В них однако встречаются странные неувязки. Так мы читаем, в примечаниях ко книге Волкова: «Кобылинский, Евгений Степанович[267]
(ум. в 1927 году)… полковник, командир охраны домов в Тобольске и в Екатеринбурге, где находились под арестом Николай Второй с Семьей. Погиб в застенках ЧК». И там же: «Битнер, Клавдия Михайловна, учительница Царских Детей в Тобольске. В эмиграции вышла замуж за полковника Кобылинского».Если за того же, то когда же и где? А если за какого-то другого, – следовало бы непременно уточнить (хотя бы инициалами)!
Попадаются и ошибки порою досадные.
Например, упоминается французский журнал «Ревю де Монд». На самом деле, это, несомненно, – «Ревю де Де Монд» («Revue des Deux Mondes»).
Очевидно, комментаторы решили, что два де подряд не нужны, и взяли на себя одно из них упразднить!
Идеализация опричнины
«Царствование Ивана Грозного памятно России во всех отношениях: памятно по расширению ее пределов, по ее страданиям и по необычайности добродетелей, вызванных самими страданиями» – писал Хомяков[268]
в своей работе «Тринадцать лет царствования Ивана Васильевича». «Эпоха Ивана Грозного отличается не только блестящими завоеваниями, земельными реформами, установлением северного торгового пути и введением самодержавного правления – царствование Ивана Грозного отмечено усилением культурной и литературной деятельности», – пишет больше чем через сто лет Юлия Сазонова[269] в своей «Истории русской литературы» (Издательство имени Чехова, 1955 г.)Но не только за этот период, а за все время, прошедшее с эпохи Грозного Царя, его личность служила предметом напряженного интереса, догадок и толкований писателей, поэтов и историков – и, наверное, навсегда останется объектом любопытства потомков эта жуткая и грандиозная, отталкивающая и притягательная фигура, самая поразительная из всего, что дала миру Московская Русь.

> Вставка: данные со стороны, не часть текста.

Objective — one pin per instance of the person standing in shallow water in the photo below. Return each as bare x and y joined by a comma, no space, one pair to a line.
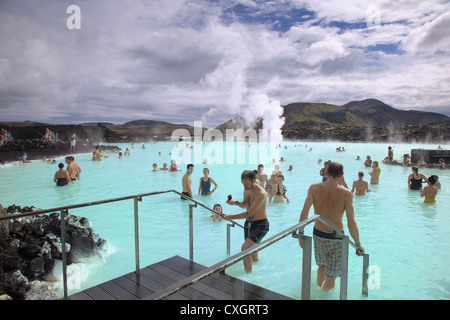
360,187
62,176
430,191
330,200
416,179
186,182
205,184
256,225
375,173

Недаром писали о нем А. К. Толстой, Лермонтов, Мей[270]
, Островский, Михайловский[271], Карамзин, Костомаров и Соловьев, и только что Сергей Максимов[272], и ни в какой мере не могли исчерпать сюжета. Характер Иоанна Четвертого как будто нарочно создан для того, чтобы заранее обрекать на неудачу всякую попытку упрощенного или схематического объяснения.Когда иной историк или романист пробует его представить просто кровожадным зверем, мы невольно чувствуем несправедливость такого подхода. Иван Васильевич бесспорно был человеком богато и многогранно одаренным, не только тонким и хитрым политиком, но и мощным мыслителем, создателем собственной концепции власти и долга неограниченного монарха, не только имел прекрасное для своего времени образование и умел писать и говорить по-русски с настоящим мастерством и блеском, но и был наделен великолепным чувством юмора, принимавшим, правда, весьма нередко у него зловещий оттенок. Он был, очевидно, обаятельным всегда, когда этого желал. Более того, он обладал не только эстетическим чувством, но и чувством моральной красоты и устремлением к правде – свидетельством тому первый, светлый период его царствования и многое из его позднейших высказываний и даже поступков.
Но не лучше выходит, когда вам хотят изобразить этого великого и ужасного монарха в виде некоего идеального самодержца, действовавшего по глубокому и последовательному плану, всегда спокойно и разумно. Увы! Кровавая одержимость, подчинение страшным и темным страстям, вспышки безумного гнева, маниакальная боязнь перед мнимыми врагам встают из свидетельств современников и самого Иоанна с неопровержимой убедительностью. Признаться, редко мы встречали до сих пор столь решительную и настойчивую попытку оправдания и возвеличивания Иоанна, как та, какая не без таланта сделана в трехтомном романе Валентина Ивановича Костылева «Иван Грозный» (Государственное Издательство Художественной Литературы, 1955 г.), отмеченном, между прочим, сталинской премией.
Если анализировать это произведение с чисто литературной точки зрения, можно упрекнуть его в некоторой неровности. Так, язык героев местами очень хорош, но нередко однообразен и пресен – этим особенно грешат все любовные сцены, производящие впечатление лубочности и приторности – и не свободен от грубых анахронизмов. Недоработанность психологии отдельных героев, их не всегда достаточно мотивированные появления и исчезновения, многократные резкие скачки через много лет, все это создает впечатление дефектов композиции. Но поспешим подчеркнуть: эти недостатки ничуть не мешают автору в его основной задаче. В центре всего стоит Царь, его мысли и действия, его политическая программа и его сподвижники – поскольку они важны для его целей. И о Грозном Костылев говорит с любовью и восхищением, к сожалению, приводящими его к прямому искажению и замалчиванию невыгодных для его кумира исторических фактов.